Jika Syahrul Udjud menggelari rumah gadang itu menjadi trend-setter, tentu ada alasannya. Ia mengatakan, setelah bangunan itu berdiri, ramai orang Minang bertandang ke sana.
Selain untuk melihat dari dekat keindahan rumah gadang, juga tidak sedikit yang kemudian meniru.
Apa yang ditiru? Utamanya pemanfaatan ruang bawah. Sebelum tahun 2003-2004, rumah gadang identik dengan rumah panggung.
Pada bagian bawah, dibiarkan kosong. Kalaupun dimanfaatkan, biasanya untuk gudang.
Berbeda dengan rumah gadang Mufidah, yang menutup rapat bagian bawah, dan memanfaatkan bidang yang ada menjadi kamar-kamar.
“Saya beberapa kali tidur di sana, di ruang bawah,” ujar Syahrul Udjud.
Ditambahkan, selain kamar-kamar, juga dimanfaatkan untuk tinggal para pegawai yang mengelola dan merawat rumah gadang itu.
“Jadi sangat fungsional, tanpa mengubah esensi arsitektur rumah gadang khas Minang,” tambahnya.
Proses Pembangunan
Ide pembangunannya muncul tahun 2001 ketika Menko Kesra Jusuf Kalla dan Mufidah JK bersama Mendikbud Malik Fadjar, berkunjung ke Sumbar.
Syahrul juga ikut dalam kunjungan itu.

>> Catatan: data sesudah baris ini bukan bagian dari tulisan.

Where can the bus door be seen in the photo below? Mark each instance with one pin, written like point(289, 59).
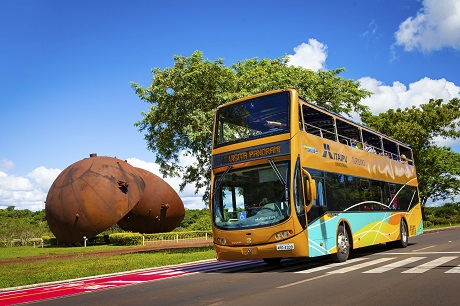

Posisinya sebagai Deputi Menko Kesra.
Dalam kunjungan tersebut, JK dan rombongan mampir ke rumah keluarga besar sang istri di Nagari Tanjung Bonai, Kecamatan Lintau Buo Utara. Di lokasi, JK dan istri melihat tanah terhampar luas.
Maka tercetuslah ide membangun rumah gadang.
Bupati Tanah Datar Masriadi Martunus (2000-2005) dan Kolonel (Mar) Anshar Miad (adik Mufidah JK) kemudian membuat desain dan rancangan.